2) Please have your play-by-play and color guys learn about both the teams playing. Do your research. At least have them learn about this past year in college football, for chrissake! Listening to these guys, it’s like they’ve never seen the game before. They’re calling over to the official’s booth in the middle of the game, asking for explanations as to whether or not this “forward pass” is a legal part of the game. It’s embarrassing.
3) On that note, get some guys in the booth that actually enjoy each other’s company. We’re only two games into this year’s BCS and these guys have been at each other’s throats time and time again and generally don’t seem to like each other. I’ve heard the booth nearly erupt into fisticuffs at least four or five times a game. While a fight between two men who can barely talk and watch a sporting event at the same time sounds funny, my guess is it would be more depressing than anything else.
4) I watch a lot of college football. I know how long a college football game usually takes, what with stoppages for commercials and whatnot. A little over three hours, tops. Not four and a half hours to five hours. This is in no small part because you have sponsorships for every little thing that happens in the game, from the stats to the first down marker to the ever-loving turf. You’re already running more advertising than I’ve ever seen for a sporting event, why is this necessary? What is all this advertising paying for? Because it’s not like you hired top-notch talent to cover the game, or invested in fancy graphics or built an animatronic Keith Jackson.

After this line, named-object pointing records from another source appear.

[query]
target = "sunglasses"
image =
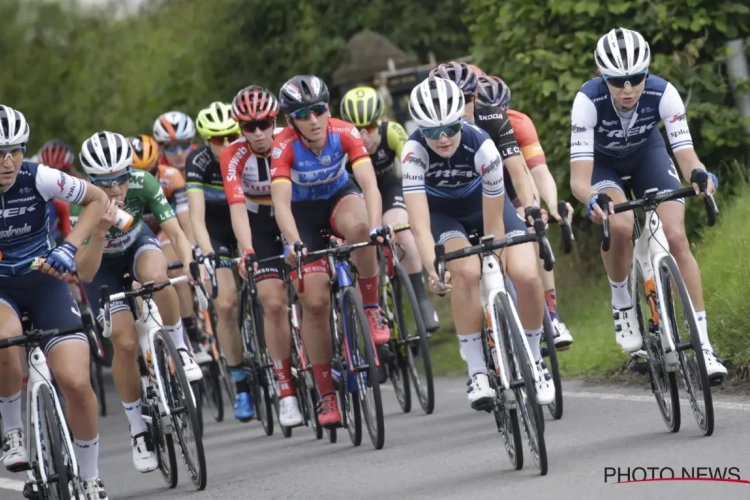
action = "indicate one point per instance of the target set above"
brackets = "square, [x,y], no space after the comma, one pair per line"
[304,113]
[251,127]
[177,147]
[620,81]
[119,180]
[447,130]
[15,153]
[223,139]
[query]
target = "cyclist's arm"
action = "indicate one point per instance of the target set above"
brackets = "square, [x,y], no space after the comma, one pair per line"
[415,198]
[583,122]
[672,112]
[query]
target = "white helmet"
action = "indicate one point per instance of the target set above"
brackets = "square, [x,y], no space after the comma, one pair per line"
[174,126]
[13,127]
[105,153]
[436,102]
[622,52]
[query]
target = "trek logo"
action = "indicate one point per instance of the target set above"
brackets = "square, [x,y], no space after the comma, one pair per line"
[12,212]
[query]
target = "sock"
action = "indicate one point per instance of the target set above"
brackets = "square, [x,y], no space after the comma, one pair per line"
[550,297]
[535,342]
[703,330]
[324,378]
[471,344]
[135,417]
[417,282]
[620,294]
[369,289]
[240,378]
[283,370]
[10,412]
[87,453]
[176,333]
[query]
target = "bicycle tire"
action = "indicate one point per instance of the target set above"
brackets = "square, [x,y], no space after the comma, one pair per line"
[368,383]
[663,383]
[705,420]
[526,395]
[52,426]
[555,408]
[425,391]
[178,381]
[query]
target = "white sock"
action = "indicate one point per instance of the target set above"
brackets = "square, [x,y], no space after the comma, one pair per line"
[87,453]
[10,412]
[703,329]
[177,335]
[534,338]
[135,417]
[620,294]
[474,352]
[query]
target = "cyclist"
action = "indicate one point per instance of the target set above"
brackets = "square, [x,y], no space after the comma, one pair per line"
[614,134]
[311,191]
[384,140]
[493,93]
[172,182]
[25,188]
[453,184]
[247,183]
[111,252]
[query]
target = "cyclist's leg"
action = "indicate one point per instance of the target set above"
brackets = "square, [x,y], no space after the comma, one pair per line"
[606,178]
[394,213]
[183,290]
[16,455]
[349,219]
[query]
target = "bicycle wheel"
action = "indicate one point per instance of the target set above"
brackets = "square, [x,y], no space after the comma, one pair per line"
[689,348]
[550,352]
[506,416]
[362,354]
[522,368]
[414,337]
[56,469]
[663,383]
[182,406]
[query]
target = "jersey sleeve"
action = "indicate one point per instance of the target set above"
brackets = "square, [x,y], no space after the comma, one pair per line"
[528,140]
[229,160]
[489,165]
[396,138]
[56,184]
[583,118]
[672,112]
[414,162]
[156,200]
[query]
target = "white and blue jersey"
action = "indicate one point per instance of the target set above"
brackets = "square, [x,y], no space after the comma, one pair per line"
[24,230]
[628,143]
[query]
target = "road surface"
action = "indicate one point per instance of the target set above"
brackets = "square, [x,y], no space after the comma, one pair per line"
[455,453]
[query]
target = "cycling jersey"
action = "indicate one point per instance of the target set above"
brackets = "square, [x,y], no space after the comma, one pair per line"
[316,177]
[143,193]
[24,234]
[597,126]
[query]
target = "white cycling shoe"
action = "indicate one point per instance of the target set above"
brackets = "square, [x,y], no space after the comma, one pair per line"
[289,415]
[479,391]
[627,335]
[545,386]
[192,369]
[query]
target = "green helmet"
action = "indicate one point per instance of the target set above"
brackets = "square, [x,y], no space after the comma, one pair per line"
[362,106]
[216,121]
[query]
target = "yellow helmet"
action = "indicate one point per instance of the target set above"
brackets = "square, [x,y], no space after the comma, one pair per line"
[362,106]
[216,121]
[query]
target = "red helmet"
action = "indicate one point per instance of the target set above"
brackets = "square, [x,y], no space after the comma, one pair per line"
[254,103]
[56,154]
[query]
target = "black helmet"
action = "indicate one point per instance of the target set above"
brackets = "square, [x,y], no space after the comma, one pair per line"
[302,91]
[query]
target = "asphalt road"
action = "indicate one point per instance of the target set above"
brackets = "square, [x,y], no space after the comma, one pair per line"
[455,453]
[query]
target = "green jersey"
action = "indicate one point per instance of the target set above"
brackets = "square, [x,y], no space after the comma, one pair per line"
[144,192]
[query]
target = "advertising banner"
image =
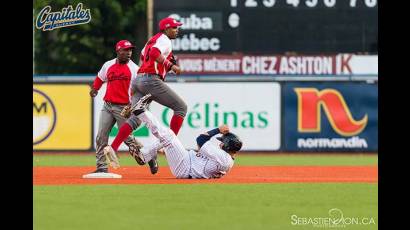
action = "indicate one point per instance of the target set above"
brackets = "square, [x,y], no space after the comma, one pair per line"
[271,26]
[61,117]
[252,110]
[341,64]
[330,117]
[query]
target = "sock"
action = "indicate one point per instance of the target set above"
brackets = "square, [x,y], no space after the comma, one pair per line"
[176,123]
[123,133]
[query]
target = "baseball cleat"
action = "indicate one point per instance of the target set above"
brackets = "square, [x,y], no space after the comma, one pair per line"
[153,165]
[135,151]
[111,157]
[141,105]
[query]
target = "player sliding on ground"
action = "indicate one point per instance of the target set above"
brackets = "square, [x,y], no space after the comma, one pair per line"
[212,160]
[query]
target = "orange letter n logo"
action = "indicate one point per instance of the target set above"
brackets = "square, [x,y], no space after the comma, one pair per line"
[334,105]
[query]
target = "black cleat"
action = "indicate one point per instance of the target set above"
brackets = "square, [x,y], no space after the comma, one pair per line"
[135,152]
[153,165]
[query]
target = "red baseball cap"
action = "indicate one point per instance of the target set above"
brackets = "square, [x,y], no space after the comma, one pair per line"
[167,23]
[123,44]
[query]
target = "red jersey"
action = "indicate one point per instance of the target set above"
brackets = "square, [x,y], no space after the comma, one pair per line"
[164,45]
[118,77]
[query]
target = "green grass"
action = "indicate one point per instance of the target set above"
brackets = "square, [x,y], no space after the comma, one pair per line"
[203,206]
[87,159]
[199,206]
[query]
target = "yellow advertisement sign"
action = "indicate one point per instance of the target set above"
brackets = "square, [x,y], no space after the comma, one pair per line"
[62,118]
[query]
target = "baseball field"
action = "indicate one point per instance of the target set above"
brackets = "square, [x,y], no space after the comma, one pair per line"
[263,191]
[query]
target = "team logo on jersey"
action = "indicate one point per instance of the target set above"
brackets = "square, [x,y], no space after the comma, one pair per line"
[44,116]
[309,102]
[47,20]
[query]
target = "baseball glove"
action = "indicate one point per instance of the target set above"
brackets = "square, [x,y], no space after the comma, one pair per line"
[126,111]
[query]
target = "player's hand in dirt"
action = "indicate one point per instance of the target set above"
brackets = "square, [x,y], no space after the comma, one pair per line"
[224,129]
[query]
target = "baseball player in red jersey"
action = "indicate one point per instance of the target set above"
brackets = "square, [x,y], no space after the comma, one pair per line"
[156,60]
[212,160]
[117,73]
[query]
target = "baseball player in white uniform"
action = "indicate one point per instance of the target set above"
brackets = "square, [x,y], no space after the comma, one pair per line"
[212,160]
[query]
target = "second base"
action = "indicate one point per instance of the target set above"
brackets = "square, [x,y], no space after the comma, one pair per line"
[102,176]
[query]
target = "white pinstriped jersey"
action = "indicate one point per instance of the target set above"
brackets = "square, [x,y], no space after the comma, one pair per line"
[210,161]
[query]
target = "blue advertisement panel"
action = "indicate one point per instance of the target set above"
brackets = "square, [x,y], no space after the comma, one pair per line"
[330,116]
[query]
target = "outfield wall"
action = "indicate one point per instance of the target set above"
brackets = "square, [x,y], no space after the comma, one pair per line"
[268,116]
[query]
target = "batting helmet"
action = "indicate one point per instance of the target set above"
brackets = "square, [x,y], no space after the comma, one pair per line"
[231,142]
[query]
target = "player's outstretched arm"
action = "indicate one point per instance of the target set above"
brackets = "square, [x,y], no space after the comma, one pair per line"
[203,138]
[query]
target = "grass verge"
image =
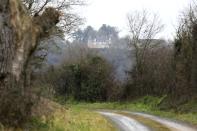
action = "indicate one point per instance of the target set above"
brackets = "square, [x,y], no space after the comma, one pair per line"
[147,105]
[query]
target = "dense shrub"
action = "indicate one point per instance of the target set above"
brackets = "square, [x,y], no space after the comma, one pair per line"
[89,79]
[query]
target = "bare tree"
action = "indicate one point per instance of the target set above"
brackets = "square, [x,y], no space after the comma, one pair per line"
[20,33]
[143,28]
[69,21]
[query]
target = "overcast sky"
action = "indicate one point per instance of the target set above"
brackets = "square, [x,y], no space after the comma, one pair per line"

5) Don’t insult my intelligence. I know that I’m watching FOX. You don’t need have your announcing crew go out of their way to allude to shows that also happen to air this network. The next time I hear Thom Brenneman trying to connect Prison Break with a wide receiver screen, I’m going to find you and bop you in the nose. Oh yeah, and I’m also aware that FOX owns a movie studio, and that movie studio happens to put out feature films from time to time, like, perhaps a film called “Jumper.” I got it, you like to tie your programming in with other programming. Very clever.
6) No one has cared about marching bands (Grambling, Southern and Florida A&M aside) since 1950. Please find someone to talk mindlessly about the first half, instead. All this tells me is that your crew needed a piss-break and a cigarette and that I need to find something worthwhile to do with the 20 minutes in-between halves.
Look, let’s be honest. We all know that you are basically the KMart of sports coverage. As cheesy as ESPN can be, they make you guys look like a high school newspaper. It’s sad, really. Let’s just get through the next few years in relative peace and we can forget that this ever happened.
Nate is pretty sure Mark Twain said it best, "Humor is the great thing, the saving thing after all. The minute it crops up, all our hardnesses yield, all our irritations, and resentments flit away, and a sunny spirit takes their place."